A recent study from Asahikawa Medical University, Japan, evaluated the intermediate to long-term results of ‘Periacetabular Osteotomy’ (cutting the bone around the acetabulum/ socket to turn it around in to a better position so as to cover the femoral head) in patients with hip dysplasia that were both younger and older than 40 years of age.
The authors compared thirty-six patients (forty-one hips) who were forty years of age or older with 103 patients (117 hips) who were younger than forty years of age at the time of surgery. The mean duration of follow-up was eleven years (range, five to twenty years). Harris hip score (a functional scoring system for hip) was used for outcomes assessment.
The authors concluded that periacetabular osteotomy yielded similar results for the two groups at the time of the five-year follow-up, although the results for the older group deteriorated thereafter. Poorer results in the older group were attributed to likely decrease in physical function due to aging and increased susceptibility to progression of osteoarthritis.
- Hip preservation (maintaining the natural hip) continues to be the mainstay of management in patients with hip dysplasia with minimal or mild arthritis.

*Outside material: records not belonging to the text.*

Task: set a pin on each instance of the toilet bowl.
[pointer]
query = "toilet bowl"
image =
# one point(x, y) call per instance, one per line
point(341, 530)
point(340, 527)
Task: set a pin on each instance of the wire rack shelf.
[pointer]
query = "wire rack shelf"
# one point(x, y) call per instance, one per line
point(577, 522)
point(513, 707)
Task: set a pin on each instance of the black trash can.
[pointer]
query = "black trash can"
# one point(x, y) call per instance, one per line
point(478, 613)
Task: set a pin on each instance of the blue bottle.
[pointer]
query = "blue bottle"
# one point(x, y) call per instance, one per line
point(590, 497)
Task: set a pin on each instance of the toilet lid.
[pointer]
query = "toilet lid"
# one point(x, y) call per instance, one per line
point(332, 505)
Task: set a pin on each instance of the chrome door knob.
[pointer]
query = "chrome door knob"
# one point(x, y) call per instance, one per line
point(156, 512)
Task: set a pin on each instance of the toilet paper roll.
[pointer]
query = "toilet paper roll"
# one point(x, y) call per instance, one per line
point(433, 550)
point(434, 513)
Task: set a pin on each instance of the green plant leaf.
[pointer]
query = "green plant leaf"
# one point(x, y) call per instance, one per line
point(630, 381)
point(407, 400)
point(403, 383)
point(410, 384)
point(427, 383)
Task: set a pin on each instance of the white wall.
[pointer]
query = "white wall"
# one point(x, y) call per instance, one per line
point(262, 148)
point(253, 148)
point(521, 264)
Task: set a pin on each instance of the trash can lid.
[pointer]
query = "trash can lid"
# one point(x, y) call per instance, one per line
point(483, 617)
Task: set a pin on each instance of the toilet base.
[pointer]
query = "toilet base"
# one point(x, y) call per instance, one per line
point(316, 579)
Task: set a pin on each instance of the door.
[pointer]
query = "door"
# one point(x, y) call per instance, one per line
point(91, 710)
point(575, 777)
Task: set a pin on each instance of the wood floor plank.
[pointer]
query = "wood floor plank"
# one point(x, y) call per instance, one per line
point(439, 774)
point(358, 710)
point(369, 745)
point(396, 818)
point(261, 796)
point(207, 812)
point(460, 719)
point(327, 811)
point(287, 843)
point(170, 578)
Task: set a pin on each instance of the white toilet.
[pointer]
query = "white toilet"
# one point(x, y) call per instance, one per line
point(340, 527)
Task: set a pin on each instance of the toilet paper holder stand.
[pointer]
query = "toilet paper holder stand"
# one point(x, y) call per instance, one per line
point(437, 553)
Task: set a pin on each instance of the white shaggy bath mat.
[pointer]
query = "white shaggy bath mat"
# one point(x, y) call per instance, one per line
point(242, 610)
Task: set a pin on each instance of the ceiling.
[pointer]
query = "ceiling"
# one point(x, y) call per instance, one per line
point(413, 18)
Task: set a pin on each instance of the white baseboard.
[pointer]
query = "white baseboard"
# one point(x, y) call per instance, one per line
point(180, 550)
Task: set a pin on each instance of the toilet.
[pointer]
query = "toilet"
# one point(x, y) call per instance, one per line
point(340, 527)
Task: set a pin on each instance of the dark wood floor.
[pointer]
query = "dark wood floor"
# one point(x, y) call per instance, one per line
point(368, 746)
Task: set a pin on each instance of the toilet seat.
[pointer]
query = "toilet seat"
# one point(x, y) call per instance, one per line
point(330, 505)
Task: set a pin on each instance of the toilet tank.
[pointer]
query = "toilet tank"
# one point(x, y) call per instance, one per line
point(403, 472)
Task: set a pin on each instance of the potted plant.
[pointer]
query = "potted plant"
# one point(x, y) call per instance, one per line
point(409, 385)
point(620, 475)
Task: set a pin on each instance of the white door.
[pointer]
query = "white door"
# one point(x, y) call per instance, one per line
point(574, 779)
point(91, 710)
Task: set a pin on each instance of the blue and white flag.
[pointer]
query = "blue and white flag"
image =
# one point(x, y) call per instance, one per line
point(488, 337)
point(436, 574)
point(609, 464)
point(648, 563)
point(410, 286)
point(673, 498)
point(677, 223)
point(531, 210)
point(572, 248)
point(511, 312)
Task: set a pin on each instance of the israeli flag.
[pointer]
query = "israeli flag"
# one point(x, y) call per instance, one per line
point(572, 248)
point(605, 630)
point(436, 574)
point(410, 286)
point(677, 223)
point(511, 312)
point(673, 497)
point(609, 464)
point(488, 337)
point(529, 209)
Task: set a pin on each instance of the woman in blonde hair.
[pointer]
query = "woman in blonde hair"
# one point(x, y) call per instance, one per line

- Periacetabular osteotomy preserves the natural hip while re-orienting the acetabulum to a better position of femoral head coverage and improves the mechanics of the hip.
- Younger patients (<40 years) seem to do better in the short term as well as longer follow-up.
- Once a patient is diagnosed with hip dysplasia it is important to discuss all options and timelines for potential hip-preservation approach prior to the onset of advanced osteoarthritic changes in the joint.